United States v. Camou, 184 U.S. 572, 574, 22 S.Ct. 505, 506, 46 L.Ed. 694 (1902). The doctrine applies not only to issues that were actually discussed by the court in the prior appeal, but also to issues decided by necessary implication. Lehrman v. Gulf Oil Corp., 500 F.2d 659, 662-63 (5th Cir. 1974), cert. denied, 420 U.S. 929, 95 S.Ct. 1128, 43 L.Ed.2d 400 (1975); see Ratay v. Lincoln National Life Insurance Co., 405 F.2d 286, 290 (3d Cir. 1968); see also Quern v. Jordan, 440 U.S. 332, 347 n.18, 99 S.Ct. 1139, 1148, 59 L.Ed.2d 1139 (1979) (“issues previously determined.”). A subsequent appellate panel must determine whether the arguments presented to it were considered or left open by the prior panel; if the arguments were not considered, it must determine whether they were fairly presented' and thus preserved for later consideration.

When we decided the first petition in this case, we accepted that part of the Commission’s order holding Todd and Langbein in violation of NASD’s rules. That holding necessarily disposed of each of petitioners’ arguments contesting the finding of violations.

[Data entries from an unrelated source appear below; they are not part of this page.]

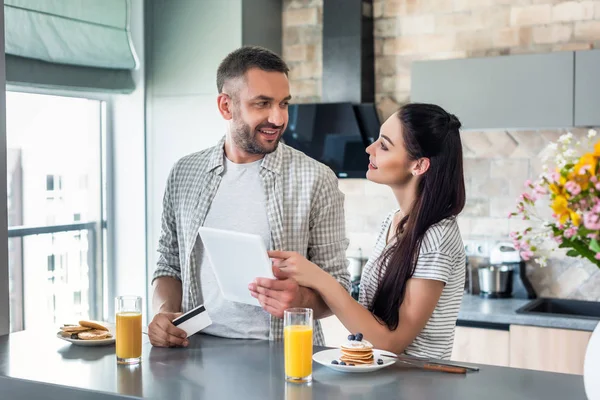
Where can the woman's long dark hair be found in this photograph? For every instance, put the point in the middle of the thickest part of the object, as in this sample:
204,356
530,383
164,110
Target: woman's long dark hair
428,131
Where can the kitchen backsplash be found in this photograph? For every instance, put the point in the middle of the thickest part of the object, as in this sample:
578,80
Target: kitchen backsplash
496,163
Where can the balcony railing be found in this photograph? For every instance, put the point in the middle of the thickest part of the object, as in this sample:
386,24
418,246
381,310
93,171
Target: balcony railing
66,254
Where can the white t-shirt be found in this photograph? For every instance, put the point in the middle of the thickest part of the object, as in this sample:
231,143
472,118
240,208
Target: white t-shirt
238,205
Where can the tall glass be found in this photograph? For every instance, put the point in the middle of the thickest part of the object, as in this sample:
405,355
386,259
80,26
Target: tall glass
298,337
129,329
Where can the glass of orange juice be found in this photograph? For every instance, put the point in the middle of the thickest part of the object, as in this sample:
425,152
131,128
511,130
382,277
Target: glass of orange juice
129,329
297,337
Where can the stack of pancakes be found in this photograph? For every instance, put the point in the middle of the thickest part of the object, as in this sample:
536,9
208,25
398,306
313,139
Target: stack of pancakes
86,330
357,353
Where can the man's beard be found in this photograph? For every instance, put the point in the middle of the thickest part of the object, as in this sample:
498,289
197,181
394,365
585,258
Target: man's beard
246,139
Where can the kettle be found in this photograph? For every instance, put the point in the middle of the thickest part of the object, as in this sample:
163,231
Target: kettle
496,280
357,263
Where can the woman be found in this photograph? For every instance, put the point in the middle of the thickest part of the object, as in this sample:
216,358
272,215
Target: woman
412,286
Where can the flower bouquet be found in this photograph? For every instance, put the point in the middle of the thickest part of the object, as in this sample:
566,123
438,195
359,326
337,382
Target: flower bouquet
570,190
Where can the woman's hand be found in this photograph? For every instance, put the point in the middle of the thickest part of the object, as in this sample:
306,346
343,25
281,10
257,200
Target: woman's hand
297,267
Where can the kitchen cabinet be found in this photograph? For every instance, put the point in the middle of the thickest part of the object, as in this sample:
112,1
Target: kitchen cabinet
548,349
587,88
481,346
529,91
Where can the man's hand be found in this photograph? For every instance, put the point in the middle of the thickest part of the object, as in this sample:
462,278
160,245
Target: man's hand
163,333
276,295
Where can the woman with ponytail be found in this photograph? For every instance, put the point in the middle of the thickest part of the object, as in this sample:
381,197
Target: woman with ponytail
412,285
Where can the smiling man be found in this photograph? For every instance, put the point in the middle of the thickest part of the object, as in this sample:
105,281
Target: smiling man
249,182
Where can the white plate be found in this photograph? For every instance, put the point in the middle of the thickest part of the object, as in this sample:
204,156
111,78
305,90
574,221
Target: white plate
79,342
325,358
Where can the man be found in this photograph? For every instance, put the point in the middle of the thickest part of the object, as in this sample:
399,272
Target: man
251,183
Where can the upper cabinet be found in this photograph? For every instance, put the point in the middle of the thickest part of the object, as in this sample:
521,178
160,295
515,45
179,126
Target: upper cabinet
531,91
587,88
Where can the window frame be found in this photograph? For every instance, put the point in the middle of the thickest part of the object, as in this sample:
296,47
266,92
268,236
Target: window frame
104,272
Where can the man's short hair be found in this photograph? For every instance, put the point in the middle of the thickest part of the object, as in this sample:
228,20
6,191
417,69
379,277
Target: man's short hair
238,62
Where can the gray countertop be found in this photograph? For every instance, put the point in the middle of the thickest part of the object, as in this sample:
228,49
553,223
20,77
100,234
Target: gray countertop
475,310
36,365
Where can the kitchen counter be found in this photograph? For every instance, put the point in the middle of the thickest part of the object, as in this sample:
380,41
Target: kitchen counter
38,365
477,311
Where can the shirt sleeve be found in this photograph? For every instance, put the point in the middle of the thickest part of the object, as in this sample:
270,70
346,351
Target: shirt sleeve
327,237
434,265
168,245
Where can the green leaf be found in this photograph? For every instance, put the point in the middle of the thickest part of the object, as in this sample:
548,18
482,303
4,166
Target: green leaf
595,246
573,253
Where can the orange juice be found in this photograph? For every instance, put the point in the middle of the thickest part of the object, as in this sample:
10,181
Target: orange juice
129,335
298,350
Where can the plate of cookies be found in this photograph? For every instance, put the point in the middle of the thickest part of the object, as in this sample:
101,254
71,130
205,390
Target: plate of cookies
87,333
355,355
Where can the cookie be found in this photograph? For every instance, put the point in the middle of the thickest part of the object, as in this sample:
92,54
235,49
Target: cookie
93,325
94,334
74,329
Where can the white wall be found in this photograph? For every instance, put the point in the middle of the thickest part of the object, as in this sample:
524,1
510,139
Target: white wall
128,241
188,40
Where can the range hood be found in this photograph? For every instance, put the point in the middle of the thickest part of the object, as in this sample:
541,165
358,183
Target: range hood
337,130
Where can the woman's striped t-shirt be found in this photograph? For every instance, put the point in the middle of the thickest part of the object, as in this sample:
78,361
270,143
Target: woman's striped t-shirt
441,257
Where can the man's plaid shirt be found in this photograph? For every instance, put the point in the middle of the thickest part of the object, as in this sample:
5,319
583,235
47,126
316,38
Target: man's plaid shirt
305,210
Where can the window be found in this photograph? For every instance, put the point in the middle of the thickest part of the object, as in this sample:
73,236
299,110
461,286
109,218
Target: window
55,198
49,182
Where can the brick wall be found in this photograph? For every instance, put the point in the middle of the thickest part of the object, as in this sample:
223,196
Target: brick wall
496,163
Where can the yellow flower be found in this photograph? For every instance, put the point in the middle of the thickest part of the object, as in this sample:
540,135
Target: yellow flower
560,208
597,149
575,218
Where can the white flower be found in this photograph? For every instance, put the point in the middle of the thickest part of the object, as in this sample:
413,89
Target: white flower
542,261
566,138
570,153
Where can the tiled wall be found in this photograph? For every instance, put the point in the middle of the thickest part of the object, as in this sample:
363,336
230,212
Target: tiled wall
496,163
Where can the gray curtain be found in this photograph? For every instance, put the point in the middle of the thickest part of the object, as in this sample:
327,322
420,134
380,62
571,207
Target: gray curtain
69,44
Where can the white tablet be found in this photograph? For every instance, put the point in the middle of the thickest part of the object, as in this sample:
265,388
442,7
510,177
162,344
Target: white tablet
237,259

We were persuaded, however, that the resurrection of the first count of the complaint without notice by the Board of Governors did undermine petitioners’ opportunity to contest that count effectively. We therefore remanded the case to the Commission with instructions that the Board of Governors was to dismiss the first count and reconsider the sanctions previously imposed on petitioners in light of the dismissal of count one. The only issue left in the case was the issue of appropriate sanctions. The Board of Governors reconsidered the original sanctions and reduced them substantially. Nevertheless, petitioners continue to assert arguments relevant only to the issue of liability. The implicit answers given on the first petition now constitute the law of the case, and we are bound to follow that law.

Accordingly, the petition for review of the Commission’s order of March 10, 1980, will be denied. 
      
      . Briefs filed in the current proceeding are designated as “Brief for Petitioners” without subsequent citation.
     
      
      . See Reply Brief for Petitioners 13, 18, 20, 22.
     
      
      . Petitioners argue that the Supreme Court's intervening decision in Aaron v. SEC, 446 U.S. 680, 100 S.Ct. 1945, 64 L.Ed.2d 611 (1980), requires reconsideration of this court’s previous disposition of the scienter issue. In Aaron, the Court held that the SEC must allege and prove scienter in civil injunction actions for certain violations of the securities laws. Because this case arose in the wholly different context of a private NASD disciplinary action, we reject the invitation to reconsider our earlier decision. We also note that the complaint contains sufficient allegations of scienter to satisfy the Aaron rule, if applicable. See complaint '' 8, reprinted in App. at 23a.
     
      
      . Petitioners cite decisions from the fifth circuit to support their argument that the subsequent court may change the law of the case if the determinations made by the previous panel were “clearly erroneous and would work a manifest injustice.” William G. Roe & Co. v. Armour & Co., 414 F.2d 862, 867-68 (5th Cir. 1969) (quoting White v. Murtha, 377 F.2d 428, 431-32 (5th Cir. 1967)). This court has not yet recognized such an exception to the law of the case doctrine, but, because we do not find the earlier panel’s determinations “clearly erroneous,” we need not speculate on the validity of the exception.
     
      
      . Although petitioners were free under the law of the case to challenge the new sanctions as unduly severe, they have instead chosen to resubmit the arguments previously before the court.